Judge Howell went on to find that the EO violated the firm’s right to due process under the Fifth Amendment, as it blacklisted the firm from working with federal agencies and contractors, and stripped the attorneys of security clearances and access to federal buildings without notice, or a hearing before a neutral decision maker. She also found that the order violated the Sixth Amendment rights of the firm’s clients, by depriving them of counsel of their choice.

Judge Howell recognized that independent lawyers have long been recognized as ensuring that the Americal judicial system administers fair and impartial justice. Judges can only respond to cases brought by lawyers. The United States Supreme Court has embraced the need for the independence of the bar by noting that “[e]liminating lawyers as the guardians of the rule of law removes a major impediment to the path to more power.” She also cited Alexis de Tocqueville, who noted that “the authority... intrusted to members of the legal profession... is the most powerful existing security against the excesses of democracy.

I am hopeful that the panel of the D.C. Circuit hearing the appeal will agree with Judge Howell. In its brief appealing her order, the government focused solely on threshold issues such as justiciability (with respect to security clearances), ripeness (not all of the threatened actions had yet taken effect), government’s right to claim protected speech, and severability if the court were to conclude that the obvious retaliatory purpose language in the preamble to the order had to be stricken, the actions of the order could still survive. But the government never defended the president’s actions on the merits.

Should the appellate court agree with the district court, the real risk is if the government decides to appeal to the Supreme Court. Given that court’s recent decisions it is hard to predict how it would rule, even on a case where the merits so obviously favor the law firms rather than the president.

Which brings me, finally, to the Principles Governing the Independence of the Legal Profession, a project spearheaded by several former federal judges who are members of the Article III coalition, a subsidiary of Keep Our Republic, an organization dedicated to protecting democracy and the rule of law.

The six principles are short and direct. Drafted in response to these unconstitutional attacks on professional independence, they urge all members of the bar, bar associations, and in house counsel to adopt the Principles as an easy, but very important first step, in defending the independence of their profession. The six principles spell out how to do exactly that. Here is the short version of the principles:

1. Practice law free from government coercion or retaliation for protected First Amendment activity including representing clients and all of their claims (including suits against the government) donating to causes of concern, expressing beliefs regarding the value of equal opportunity.

2. Adhere to the Rules of Professional Conduct including the duty to represent clients on the issues on which they seek representation.

3. Provide legal services to those in need (either directly or to an organization that a firm might assist). Protect the rule of law safe from government interference. Provide equal access to justice.

4. Maintain public confidence in the actual and perceived integrity of the legal process.

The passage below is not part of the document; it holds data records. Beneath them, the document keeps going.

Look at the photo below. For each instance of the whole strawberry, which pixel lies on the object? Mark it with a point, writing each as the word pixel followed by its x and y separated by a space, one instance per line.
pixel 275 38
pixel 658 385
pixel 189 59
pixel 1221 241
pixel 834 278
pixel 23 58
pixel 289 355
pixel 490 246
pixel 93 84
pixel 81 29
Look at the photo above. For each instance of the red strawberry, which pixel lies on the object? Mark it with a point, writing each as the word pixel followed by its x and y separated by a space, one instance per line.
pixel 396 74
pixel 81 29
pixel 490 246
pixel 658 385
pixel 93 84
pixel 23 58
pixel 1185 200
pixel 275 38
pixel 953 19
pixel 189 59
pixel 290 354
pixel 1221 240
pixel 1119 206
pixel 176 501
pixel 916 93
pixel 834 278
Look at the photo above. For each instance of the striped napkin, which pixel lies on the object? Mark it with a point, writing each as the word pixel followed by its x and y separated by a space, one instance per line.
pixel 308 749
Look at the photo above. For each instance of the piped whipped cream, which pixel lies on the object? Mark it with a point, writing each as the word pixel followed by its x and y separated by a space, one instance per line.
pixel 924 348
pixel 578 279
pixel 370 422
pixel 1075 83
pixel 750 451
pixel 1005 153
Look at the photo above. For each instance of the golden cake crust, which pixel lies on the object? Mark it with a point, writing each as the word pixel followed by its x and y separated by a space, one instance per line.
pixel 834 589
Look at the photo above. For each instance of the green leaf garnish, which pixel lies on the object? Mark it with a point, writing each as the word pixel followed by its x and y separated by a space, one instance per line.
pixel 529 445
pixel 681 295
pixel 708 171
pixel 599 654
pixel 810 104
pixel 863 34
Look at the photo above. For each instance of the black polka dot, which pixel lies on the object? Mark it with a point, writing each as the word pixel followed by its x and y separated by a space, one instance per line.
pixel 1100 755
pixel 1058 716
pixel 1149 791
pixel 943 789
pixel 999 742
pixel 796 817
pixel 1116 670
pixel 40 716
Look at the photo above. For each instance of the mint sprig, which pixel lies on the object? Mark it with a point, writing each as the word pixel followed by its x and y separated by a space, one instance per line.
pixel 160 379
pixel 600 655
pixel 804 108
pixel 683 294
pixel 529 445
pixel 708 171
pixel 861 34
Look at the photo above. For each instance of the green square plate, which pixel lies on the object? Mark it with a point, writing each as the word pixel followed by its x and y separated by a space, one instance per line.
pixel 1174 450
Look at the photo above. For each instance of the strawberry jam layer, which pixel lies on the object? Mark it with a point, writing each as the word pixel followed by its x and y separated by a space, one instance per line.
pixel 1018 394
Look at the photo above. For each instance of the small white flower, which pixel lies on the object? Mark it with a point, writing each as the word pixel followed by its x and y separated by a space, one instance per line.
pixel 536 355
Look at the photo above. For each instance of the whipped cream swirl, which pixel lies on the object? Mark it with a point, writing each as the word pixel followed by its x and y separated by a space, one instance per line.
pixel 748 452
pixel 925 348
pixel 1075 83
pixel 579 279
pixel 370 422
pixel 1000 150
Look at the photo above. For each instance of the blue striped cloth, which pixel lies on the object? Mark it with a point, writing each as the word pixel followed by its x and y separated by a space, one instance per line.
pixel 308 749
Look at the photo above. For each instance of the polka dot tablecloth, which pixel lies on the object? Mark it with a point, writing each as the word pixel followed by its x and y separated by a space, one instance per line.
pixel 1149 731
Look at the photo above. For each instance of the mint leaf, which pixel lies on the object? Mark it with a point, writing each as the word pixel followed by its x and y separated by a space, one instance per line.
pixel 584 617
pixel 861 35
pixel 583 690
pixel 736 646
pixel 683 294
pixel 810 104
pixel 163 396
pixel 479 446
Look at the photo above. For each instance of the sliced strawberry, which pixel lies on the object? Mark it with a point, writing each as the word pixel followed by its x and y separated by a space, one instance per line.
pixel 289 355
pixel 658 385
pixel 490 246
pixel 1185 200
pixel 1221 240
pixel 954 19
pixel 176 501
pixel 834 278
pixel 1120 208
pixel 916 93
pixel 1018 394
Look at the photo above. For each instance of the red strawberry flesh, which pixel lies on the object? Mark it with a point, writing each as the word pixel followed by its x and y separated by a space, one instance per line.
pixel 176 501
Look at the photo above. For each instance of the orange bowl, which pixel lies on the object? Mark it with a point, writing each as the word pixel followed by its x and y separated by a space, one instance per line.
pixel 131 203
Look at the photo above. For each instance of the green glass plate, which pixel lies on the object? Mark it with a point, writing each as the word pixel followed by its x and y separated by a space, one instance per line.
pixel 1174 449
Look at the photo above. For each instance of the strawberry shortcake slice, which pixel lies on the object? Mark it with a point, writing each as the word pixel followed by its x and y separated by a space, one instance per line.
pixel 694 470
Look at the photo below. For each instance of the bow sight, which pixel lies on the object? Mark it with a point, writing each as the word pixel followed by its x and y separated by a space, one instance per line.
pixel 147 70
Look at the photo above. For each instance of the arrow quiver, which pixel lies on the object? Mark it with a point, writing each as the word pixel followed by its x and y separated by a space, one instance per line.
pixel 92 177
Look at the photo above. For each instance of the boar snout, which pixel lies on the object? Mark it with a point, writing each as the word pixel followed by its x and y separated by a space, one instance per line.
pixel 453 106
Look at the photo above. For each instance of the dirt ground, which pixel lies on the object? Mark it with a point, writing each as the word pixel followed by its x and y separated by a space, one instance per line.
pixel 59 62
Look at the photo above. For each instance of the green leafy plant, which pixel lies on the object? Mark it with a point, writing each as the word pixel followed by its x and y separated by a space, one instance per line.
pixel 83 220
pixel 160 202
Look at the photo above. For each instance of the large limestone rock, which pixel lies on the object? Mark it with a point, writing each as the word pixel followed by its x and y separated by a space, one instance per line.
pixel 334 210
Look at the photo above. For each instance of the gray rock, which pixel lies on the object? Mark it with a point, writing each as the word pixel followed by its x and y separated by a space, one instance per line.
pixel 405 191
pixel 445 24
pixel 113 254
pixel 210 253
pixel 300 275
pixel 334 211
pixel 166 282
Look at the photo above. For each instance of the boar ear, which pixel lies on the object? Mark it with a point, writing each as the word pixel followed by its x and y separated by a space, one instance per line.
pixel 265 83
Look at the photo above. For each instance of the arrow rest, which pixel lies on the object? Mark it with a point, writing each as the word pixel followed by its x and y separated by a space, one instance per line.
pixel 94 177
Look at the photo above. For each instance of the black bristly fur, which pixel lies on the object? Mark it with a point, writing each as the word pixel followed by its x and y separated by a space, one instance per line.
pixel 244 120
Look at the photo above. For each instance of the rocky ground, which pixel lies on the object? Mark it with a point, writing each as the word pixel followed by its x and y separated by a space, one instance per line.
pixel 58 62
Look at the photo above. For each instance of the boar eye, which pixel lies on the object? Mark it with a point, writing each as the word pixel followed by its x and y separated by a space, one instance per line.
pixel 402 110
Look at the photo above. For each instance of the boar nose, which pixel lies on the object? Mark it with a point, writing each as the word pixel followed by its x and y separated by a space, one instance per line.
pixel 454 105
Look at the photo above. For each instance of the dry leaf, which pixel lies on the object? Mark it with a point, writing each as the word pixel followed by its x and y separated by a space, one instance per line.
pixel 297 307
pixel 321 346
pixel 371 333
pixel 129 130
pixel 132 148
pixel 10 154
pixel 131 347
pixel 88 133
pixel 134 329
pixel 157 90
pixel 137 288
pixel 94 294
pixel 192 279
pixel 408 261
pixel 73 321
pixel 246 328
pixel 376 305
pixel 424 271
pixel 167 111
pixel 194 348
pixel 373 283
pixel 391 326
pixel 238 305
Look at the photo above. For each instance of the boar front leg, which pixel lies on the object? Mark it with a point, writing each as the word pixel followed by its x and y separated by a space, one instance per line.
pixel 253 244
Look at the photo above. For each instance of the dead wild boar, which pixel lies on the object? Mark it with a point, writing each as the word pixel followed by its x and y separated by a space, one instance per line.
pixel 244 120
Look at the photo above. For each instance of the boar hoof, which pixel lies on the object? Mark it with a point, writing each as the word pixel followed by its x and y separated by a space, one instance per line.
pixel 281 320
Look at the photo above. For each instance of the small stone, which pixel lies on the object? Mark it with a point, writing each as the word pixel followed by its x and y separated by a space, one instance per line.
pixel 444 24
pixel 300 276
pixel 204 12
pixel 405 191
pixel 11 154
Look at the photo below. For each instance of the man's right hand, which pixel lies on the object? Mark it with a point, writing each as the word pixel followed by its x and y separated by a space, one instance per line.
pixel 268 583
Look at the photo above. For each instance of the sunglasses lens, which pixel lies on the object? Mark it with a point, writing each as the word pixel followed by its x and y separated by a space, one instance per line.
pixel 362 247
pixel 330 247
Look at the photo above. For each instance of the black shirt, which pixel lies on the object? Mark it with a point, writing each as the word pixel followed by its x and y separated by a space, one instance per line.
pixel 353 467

5. Encourage others to support these principles including clients (i.e. businesses), bar associations, federal and state governments

6. Refuse to accept representation where a condition of doing so would violate any of these principles.

As of today, over 800 individual attorneys, over 70 former judges, 35 organizations, including the New York County Lawyers Association and the New York City Bar Association have endorsed the principles. More endorsements would be most welcome.

Hon. Shira A. Scheindlin, U.S. District Judge, Southern District of New York (Ret.)